The flight crew deserves high praise for getting the plane into the air and then landing safely. An engine failure at that point is one of the worst times for it to happen.

(The video can also be watched at YouTube)

The aircraft was Air Tanker 101, an MD87 operated by Erickson Aero Air. Mr. Komm said that after takeoff the plane flew out to the designated retardant jettison area about seven miles northeast of the airport so it would not have to land with a full load of retardant.

Seven fires were discovered after the incident within a five-mile radius of the airport. One of the firefighters was injured while suppressing the fires.

Mr. Komm said he just recently found a report of the incident on Fire Aviation and offered to allow us to publish his video. We had to edit the audio to remove some unwanted background noise unrelated to the aircraft, but other than that and adding titles at the beginning and the end we didn’t change the video. He told us, “I had talked to Erickson Aero Air HQ in Oregon to make sure it was ok for me to distribute and the only thing was that I had to forward a copy of the video to the lead mechanic. I got some cool swag from Erickson Aero Air for being in the right place and time doing the video.”

This was not the first time that an engine on an Erickson Aero Air MD87 failed and falling debris caused problems after hitting the ground. On September 13, 2015 debris from an engine landed in a residential area of Fresno, California. One chunk of metal crashed through the rear window of a car, while other shrapnel was found in city streets.

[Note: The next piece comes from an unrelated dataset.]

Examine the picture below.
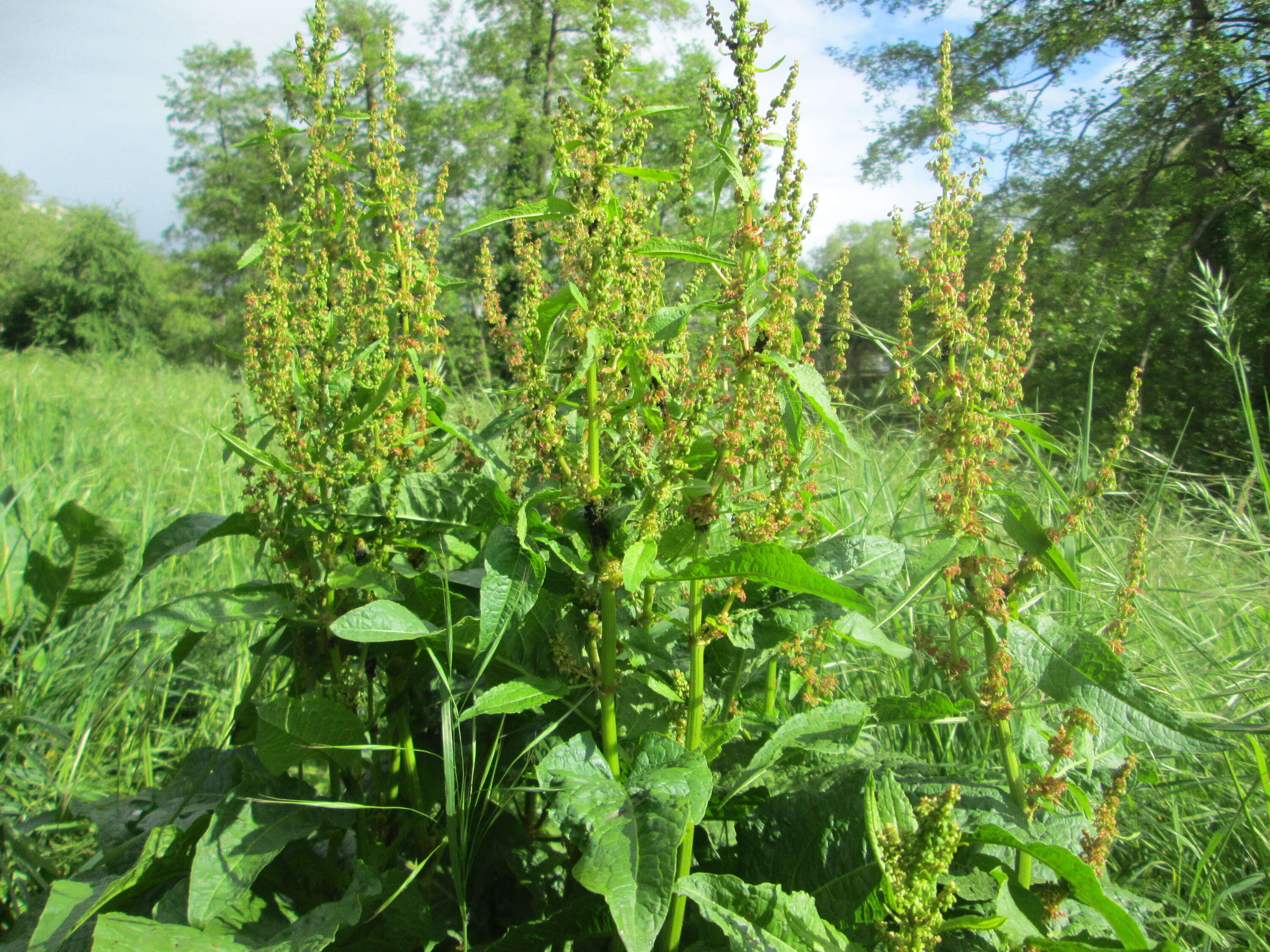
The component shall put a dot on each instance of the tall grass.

There has been concern since at least 2014 about retardant being ingested into the engines when the MD87 is making a drop. A SAFECOM filed back then considered the possibility after engine surges or intermittent power was a problem for one aircraft after making a drop. Photos were taken of retardant stains on the fuselage caused by retardant flowing over the wing.

The first fix that Erickson Aero Air implemented was in 2014, “a new spade profile that has proved to eliminate this problem by keeping the fluid column much more vertical” the company wrote.

Then in June, 2017 they took a much more radical step. They had an external tank, or pod, fabricated and installed below the retardant tank doors, which lowered the release point by 46 inches, mitigating the problem Kevin McLoughlin, the Director of Air Tanker Operations, said at the time.

On December 12, 2017 I was given a tour of Tanker 101 by the flight crew while it was in Rapid City, and noticed there was evidence of retardant flowing over the top of the wing and flaps.